Il 25 marzo, Le Grand Récital ha collaborato con la Cinémathèque suisse per proiettare il film Il fantasma dell'opera, un leggendario film muto del 1925, al cinema Capitole di Losanna, con accompagnamento al pianoforte improvvisato da Lucas Debargue.

L'illustrazione sonora dei personaggi è stata sviluppata attraverso l'interazione con il pubblico per definire i temi musicali, con una proposta colorata e contemporanea.

Lucas Debargue ha avuto una carriera piuttosto atipica: dopo aver iniziato a suonare il pianoforte dopo alcuni anni di lezioni tra gli 11 e i 15 anni, ha abbandonato lo strumento per suonare il basso in una rock band, per poi proseguire gli studi di pianoforte dall'età di 20 anni, prima al Conservatorio di Rueil-Malmaison, poi con la pianista russa Rena Shereshevskaya all'École Normale de Musique de Paris.

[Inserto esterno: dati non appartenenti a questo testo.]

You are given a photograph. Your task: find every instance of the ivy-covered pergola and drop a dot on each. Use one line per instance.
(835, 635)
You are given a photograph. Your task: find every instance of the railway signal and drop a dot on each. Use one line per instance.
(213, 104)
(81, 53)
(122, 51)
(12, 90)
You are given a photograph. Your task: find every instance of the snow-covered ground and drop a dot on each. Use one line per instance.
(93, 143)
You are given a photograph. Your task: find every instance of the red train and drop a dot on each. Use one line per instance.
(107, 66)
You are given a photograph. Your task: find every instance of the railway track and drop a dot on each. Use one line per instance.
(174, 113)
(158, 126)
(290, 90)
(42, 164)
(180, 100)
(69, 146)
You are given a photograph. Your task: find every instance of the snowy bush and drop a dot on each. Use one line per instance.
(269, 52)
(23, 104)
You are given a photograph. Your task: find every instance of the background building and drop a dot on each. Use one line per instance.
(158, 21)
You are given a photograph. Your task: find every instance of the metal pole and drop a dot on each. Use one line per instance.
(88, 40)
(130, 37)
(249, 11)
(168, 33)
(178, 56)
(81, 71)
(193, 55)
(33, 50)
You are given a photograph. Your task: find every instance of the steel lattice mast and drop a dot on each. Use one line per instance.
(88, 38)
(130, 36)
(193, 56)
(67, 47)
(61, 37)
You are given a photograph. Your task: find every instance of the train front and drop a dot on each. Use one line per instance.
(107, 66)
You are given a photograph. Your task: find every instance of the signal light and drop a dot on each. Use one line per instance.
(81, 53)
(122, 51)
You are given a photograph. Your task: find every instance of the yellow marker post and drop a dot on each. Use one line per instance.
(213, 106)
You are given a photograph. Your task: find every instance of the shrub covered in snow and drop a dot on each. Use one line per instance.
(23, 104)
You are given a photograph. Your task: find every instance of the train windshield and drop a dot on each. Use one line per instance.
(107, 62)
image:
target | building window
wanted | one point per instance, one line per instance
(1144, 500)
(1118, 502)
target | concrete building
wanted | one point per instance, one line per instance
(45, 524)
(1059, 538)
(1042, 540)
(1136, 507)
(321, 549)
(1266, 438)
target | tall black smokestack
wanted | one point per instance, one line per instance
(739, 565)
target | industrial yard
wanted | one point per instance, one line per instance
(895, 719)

In questa maestosa proiezione, Lucas Debargue ha improvvisato per la prima volta 80 minuti su un Pleyel del 1937 sopravvissuto ai bombardamenti. Questo film di culto, con le sue indimenticabili scenografie - gotiche, cupe e ipnotiche, realizzate con gli immensi mezzi già impiegati agli albori di Hollywood e l'illuminazione chiaroscurale - meritava un accompagnamento musicale all'altezza. Una sfida che Lucas Debargue ha raccolto in totale immersione, con elementi melodici forniti dal pubblico. Il pubblico è stato invitato a partecipare a una sorta di workshop introduttivo, in cui gli sono stati presentati i personaggi e gli è stato chiesto di proporre delle melodie per ciascuno di essi. A sorpresa, Lucas Debargue ha scelto i temi di’Indiana Jones per il visconte Raoul, Shakira per la fidanzata e La Pantera Rosa per il Phantom. Ma questa scelta inaspettata si è rivelata un successo. Lucas Debargue ha mantenuto la tensione del film e l'attenzione del pubblico interpretando le sue melodie con ricchezza armonica e brio, anche se alcuni passaggi hanno sofferto un po' per la ripetizione di ottave o tremoli, e a volte mancavano di semplicità o di pause ritmiche a seconda della scena. Ma chi potrebbe fare di meglio in una simile sfida live di 80 minuti?

Dopo il concerto, in un'intervista pubblicata sui social network, Lucas Debargue si è detto allo stesso tempo soddisfatto e svuotato. E anche noi, il pubblico, lo eravamo. Verso la fine, mentre il fantasma insegue la sua barca nelle fogne tra ratti e vapori, la tensione e la sottigliezza musicale erano al loro apice, culminando in un simbolico Don Giovanni, interpretato dal visconte Raoul, che trionfa sul male per salvare la sua innamorata.

La sfida del Grand Récital e della Cinémathèque Suisse è stata raccolta: abbattere le barriere e aprire il pubblico all'emozione, alla creatività e all'interazione.

La seconda stagione de Le Grand Récital si svolgerà da settembre 2026 ad aprile 2027.